Thursday, February 05, 2004

Forget Janet Jackson's breast, worry about Jerry Springer
By Paul Willcocks
VICTORIA - I tried to avoid writing about Janet Jackson's right breast, I really did.
I mean, how big a deal is it when a pop star flashes a breast for a few seconds, especially in the middle of the Superbowl, an event celebrating excess in every form, from the size of the players and the violence of their crashes to the outrageousness of the TV commercials and the ludicrousness of the half-time spectacle?
It was a real big deal, apparently.
I watched much of the game, even the half-time show, but was puttering around at the same time. Driven to inattention by Justin Timberlake, the ex-boy bandster, I missed the flash seen round the world. (Although as a man of the world I have seen breasts, both right and left, before.)
And then everyone went nuts. Timberlake and Jackson started talking about wardrobe malfunction, as if NASA had been involved. Jackson's name became the most searched Internet topic of all time, showing that a lot of people missed the flash and wanted to see one of her breasts. CBS and MTV started running for cover. Cameron Diaz, Timberlake's current steady, was supposedly peeved.
The American government acted the wackiest. FCC chair Michael Powell - the chief broadcast regulator - promised a quick investigation into the half-time show for violating indecency rules. "I personally was offended by the entire production, and I think that most of the complaints we have received are much broader than just the final incident," he said. A team of experts will be digging into the whole affair to find out just how far the rot has spread, he said.
I don't think people should flash during a football game, even the players.
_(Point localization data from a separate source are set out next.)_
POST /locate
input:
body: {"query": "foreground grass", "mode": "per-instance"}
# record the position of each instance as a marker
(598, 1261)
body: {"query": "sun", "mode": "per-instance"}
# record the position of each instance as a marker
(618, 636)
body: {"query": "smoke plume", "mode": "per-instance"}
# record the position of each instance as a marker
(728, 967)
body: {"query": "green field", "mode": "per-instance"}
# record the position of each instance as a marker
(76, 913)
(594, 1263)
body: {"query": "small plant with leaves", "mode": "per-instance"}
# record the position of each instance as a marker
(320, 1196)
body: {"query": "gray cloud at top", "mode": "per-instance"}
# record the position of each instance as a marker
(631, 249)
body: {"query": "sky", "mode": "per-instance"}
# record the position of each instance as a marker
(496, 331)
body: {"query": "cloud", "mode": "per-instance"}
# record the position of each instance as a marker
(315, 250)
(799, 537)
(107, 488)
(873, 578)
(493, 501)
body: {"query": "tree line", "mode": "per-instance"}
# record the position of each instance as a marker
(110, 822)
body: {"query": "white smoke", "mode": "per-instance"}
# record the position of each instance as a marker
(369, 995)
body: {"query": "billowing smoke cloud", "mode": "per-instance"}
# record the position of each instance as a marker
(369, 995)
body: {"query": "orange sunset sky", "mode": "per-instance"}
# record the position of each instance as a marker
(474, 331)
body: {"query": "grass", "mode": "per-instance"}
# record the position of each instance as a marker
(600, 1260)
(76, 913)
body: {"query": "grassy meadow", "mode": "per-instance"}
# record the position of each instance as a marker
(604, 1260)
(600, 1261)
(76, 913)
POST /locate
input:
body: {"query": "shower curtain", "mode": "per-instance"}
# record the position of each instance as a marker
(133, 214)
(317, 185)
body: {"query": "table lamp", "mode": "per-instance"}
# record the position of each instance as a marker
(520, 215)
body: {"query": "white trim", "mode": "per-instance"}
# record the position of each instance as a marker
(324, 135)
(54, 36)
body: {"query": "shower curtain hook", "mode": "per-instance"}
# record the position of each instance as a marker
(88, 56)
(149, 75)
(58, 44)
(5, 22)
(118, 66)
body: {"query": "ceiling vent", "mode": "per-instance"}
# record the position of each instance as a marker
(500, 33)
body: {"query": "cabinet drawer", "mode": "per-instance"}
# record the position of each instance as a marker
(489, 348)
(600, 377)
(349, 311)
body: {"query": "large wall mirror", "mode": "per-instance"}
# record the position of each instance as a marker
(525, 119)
After all, the scantily clad cheerleaders don't deserve competition.
But anyone who thinks Janet Jackson's right breast is the big outrage on TV either hasn't been paying attention or is crazier than a loon.
I'd rather any children of my acquaintance sit through 100 Superbowl hide-and-go-peep shows than watch one day of Jerry Springer and his assorted companions on afternoon TV. (Shows that have drawn not a single investigation from Powell and the other guardians.)
Janet Jackson taught the kids at home that pop stars wear strange clothes, and are willing to shed bits of them for the sake of a career boost. Hardly shocking, or damaging.
But every afternoon Springer and company teach them that people are cruel, stupid, abusive, dishonest, mistrustful and violent. Worse, the shows teach them that a really good time can be had by dragging the most wrecked people on a stage and shrieking abuse at them. (Moms who are angry because their daughters dress like sluts, dads who get paternity test results on stage, people who regularly rip off their own clothes, or someone else's, are restrained by a beefy security guard and left to alternately sob hysterically and swear wildly while the audience boos.)
The daily damage to any sense of human dignity - at a time when kids are watching TV - is astonishing.
Likewise, I'd sit a class of kids down in front of Jackson's finale several dozen times before I'd let them watch pro wrestling, which celebrates an ultra-violence and sex fantasyland out of A Clockwork Orange. I'm not a prude, and am fiercely anti-censorship, but I'm astonished parents haven't boycotted WWE and its ilk into late-night time slots. Implants for the women, steroids for the men and a steady routine of sexism and merciless beatings - aimed at kids.
Jackson flashed one breast, out of some 12 billion out there. Inappropriate for afternoon TV, sure, even in an event so insanely over the top as the SuperBowl, which opened with a tribute to the space shuttle crew that burned up on re-entry last year.
But cause for this kind of global uproar? Not a chance.
Let it go. It's just a breast.
Footnote: Meanwhile in Canada more viewers were worried about a beer commercial that showed - oh, the horror - two women kissing, according to the CRTC. That may be a sleazy way to try to get guys to down more beers, but it doesn't seem like a major crime. Kisses are, when welcomed, a good thing. (I missed that commercial too, proving, that it makes more sense to advertise in your local newspaper.)